Lifelong Health

Sarah Cappiello's story

When her daughter told her to sit down, Sarah Cappiello wasn’t sure what was coming next.

Jackie Morande had gotten the call from Sanders Retirement Village, a Riverside retirement community in Gloucester. A unit had become available earlier than expected and it was time to move.

“I jumped for joy,” Cappiello says. “My daughter was surprised. She thought I was doing it for her.”

The truth is the five-bedroom home Cappiello owned and once shared with her husband, Louis, had become too much to care for. She lost him in 2014 and was eager to move into a more manageable space.

Sanders is just 2½ miles from her old home and close enough to all the Gloucester Main Street amenities that Cappiello enjoys. Her one-bedroom cottage came with new appliances, new blinds, fresh paint and updated carpet. Best of all, she felt safe during all phases of the COVID-19 pandemic.

“They had such restrictions,” she says in the Long Island accent that’s never left her. “At first we thought, ‘C’mon. Everybody thought, ‘Two weeks you’ll be wearing the mask and that’s it, Honey.’ Let me tell you, it wasn’t that way. They take care of us here.”

The community that offers assisted and rehabilitative options in addition to the independent living cottages where Cappiello, 85, resides reported no COVID cases at any time during the pandemic.

Cappiello followed all the safety protocols, which halted community lunches and afternoon Rummikub games. Mingling was discouraged. Everybody wore a mask.

“Not one person got sick,” Cappiello says. “We’re very proud of that.”

Vaccine rollout was a breeze. Sanders offered it to the entire community. Cappiello got hers on February 1, adding “They did a really good job with it.”

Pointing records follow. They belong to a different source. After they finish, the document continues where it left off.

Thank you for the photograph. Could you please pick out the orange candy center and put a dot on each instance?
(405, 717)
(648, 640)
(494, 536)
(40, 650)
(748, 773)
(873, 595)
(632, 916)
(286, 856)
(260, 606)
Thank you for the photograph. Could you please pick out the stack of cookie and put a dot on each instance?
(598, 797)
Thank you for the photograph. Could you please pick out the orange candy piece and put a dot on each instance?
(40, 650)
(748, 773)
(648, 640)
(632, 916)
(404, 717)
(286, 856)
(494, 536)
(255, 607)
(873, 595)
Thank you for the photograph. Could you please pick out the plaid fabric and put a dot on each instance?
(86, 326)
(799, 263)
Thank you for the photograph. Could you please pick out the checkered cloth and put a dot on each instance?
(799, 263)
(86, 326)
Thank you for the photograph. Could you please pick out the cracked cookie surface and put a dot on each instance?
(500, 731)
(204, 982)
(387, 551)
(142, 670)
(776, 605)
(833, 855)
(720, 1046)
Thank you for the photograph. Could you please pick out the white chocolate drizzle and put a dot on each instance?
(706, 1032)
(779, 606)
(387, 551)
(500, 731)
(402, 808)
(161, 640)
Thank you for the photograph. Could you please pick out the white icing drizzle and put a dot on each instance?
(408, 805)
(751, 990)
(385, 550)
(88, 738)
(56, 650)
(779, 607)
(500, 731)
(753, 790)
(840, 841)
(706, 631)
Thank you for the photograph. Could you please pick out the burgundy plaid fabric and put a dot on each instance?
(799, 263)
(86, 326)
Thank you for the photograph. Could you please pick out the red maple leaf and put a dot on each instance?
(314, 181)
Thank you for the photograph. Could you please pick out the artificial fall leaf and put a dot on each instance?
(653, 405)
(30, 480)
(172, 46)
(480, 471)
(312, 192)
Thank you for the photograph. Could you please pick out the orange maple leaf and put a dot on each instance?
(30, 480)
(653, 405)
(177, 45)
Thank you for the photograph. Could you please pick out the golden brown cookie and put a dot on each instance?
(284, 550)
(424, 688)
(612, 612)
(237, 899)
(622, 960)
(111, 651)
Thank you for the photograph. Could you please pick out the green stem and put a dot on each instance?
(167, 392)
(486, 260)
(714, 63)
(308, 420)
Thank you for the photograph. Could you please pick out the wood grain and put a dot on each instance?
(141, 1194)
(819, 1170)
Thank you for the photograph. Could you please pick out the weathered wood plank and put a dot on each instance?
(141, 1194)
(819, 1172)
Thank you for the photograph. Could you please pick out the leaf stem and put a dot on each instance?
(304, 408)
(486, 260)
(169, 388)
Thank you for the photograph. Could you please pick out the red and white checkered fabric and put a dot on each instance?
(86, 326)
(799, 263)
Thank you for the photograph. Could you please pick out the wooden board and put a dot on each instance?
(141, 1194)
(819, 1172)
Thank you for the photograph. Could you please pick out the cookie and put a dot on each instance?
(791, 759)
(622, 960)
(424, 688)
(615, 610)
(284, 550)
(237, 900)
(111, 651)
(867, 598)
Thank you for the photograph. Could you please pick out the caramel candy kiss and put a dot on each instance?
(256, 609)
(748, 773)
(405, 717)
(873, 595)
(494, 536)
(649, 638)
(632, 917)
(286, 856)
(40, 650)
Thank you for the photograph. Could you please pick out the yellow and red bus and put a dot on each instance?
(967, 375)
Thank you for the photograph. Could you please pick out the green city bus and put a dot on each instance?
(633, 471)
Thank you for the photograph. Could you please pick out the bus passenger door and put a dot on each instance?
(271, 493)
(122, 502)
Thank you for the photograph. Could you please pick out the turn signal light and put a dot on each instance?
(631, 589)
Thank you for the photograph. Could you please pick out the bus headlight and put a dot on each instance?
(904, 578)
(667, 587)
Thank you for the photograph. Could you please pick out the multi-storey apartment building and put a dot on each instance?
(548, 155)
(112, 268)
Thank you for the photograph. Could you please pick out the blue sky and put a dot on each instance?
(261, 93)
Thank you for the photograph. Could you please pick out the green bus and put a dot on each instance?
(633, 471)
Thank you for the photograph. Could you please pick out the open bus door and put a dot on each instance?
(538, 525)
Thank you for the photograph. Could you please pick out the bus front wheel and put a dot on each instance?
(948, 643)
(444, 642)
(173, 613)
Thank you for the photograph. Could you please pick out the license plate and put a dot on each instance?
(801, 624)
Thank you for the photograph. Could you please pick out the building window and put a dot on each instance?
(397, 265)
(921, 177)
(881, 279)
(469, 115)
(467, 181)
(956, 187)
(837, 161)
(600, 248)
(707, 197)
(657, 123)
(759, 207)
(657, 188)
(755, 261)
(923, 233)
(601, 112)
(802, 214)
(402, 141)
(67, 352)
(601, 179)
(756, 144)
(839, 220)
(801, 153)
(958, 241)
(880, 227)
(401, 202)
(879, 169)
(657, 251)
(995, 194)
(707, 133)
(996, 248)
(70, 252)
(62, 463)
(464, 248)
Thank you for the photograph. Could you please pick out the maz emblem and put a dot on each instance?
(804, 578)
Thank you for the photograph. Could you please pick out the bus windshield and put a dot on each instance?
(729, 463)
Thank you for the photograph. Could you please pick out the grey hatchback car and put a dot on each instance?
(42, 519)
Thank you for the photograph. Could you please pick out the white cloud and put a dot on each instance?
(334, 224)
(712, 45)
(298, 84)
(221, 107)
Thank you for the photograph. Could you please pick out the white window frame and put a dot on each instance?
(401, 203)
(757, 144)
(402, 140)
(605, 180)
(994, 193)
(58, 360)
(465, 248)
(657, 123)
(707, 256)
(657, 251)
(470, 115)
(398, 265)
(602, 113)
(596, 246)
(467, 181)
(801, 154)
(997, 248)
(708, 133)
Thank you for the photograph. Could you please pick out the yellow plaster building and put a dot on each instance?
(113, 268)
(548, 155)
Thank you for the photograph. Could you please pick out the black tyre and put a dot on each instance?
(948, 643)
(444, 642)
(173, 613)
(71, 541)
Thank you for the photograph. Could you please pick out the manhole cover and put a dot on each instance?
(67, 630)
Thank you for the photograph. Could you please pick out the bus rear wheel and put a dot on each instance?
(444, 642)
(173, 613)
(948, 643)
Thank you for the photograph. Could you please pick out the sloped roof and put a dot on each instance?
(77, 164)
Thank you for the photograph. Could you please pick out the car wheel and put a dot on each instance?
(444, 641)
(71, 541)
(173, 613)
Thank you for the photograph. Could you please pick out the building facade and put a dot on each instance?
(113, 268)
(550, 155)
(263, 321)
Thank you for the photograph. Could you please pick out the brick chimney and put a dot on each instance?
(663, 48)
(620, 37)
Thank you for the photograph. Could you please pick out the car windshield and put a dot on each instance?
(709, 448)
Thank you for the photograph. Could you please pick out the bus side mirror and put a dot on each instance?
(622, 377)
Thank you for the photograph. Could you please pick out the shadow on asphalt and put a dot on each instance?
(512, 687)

When Cappiello watches news reports of the loss of life from the pandemic, she can’t fathom the numbers. She’s grateful for the care the Riverside staff took with the residents in Sanders, where she says, “They make you feel like it’s your home.”

She can plant flowers outdoors if she chooses or put a wreath up on her door — small things that other retirement villages frown upon. The staff checks in on the residents regularly, and the residents look out for each other.

“They don’t restrict you,” she says. “But they do take care of you.”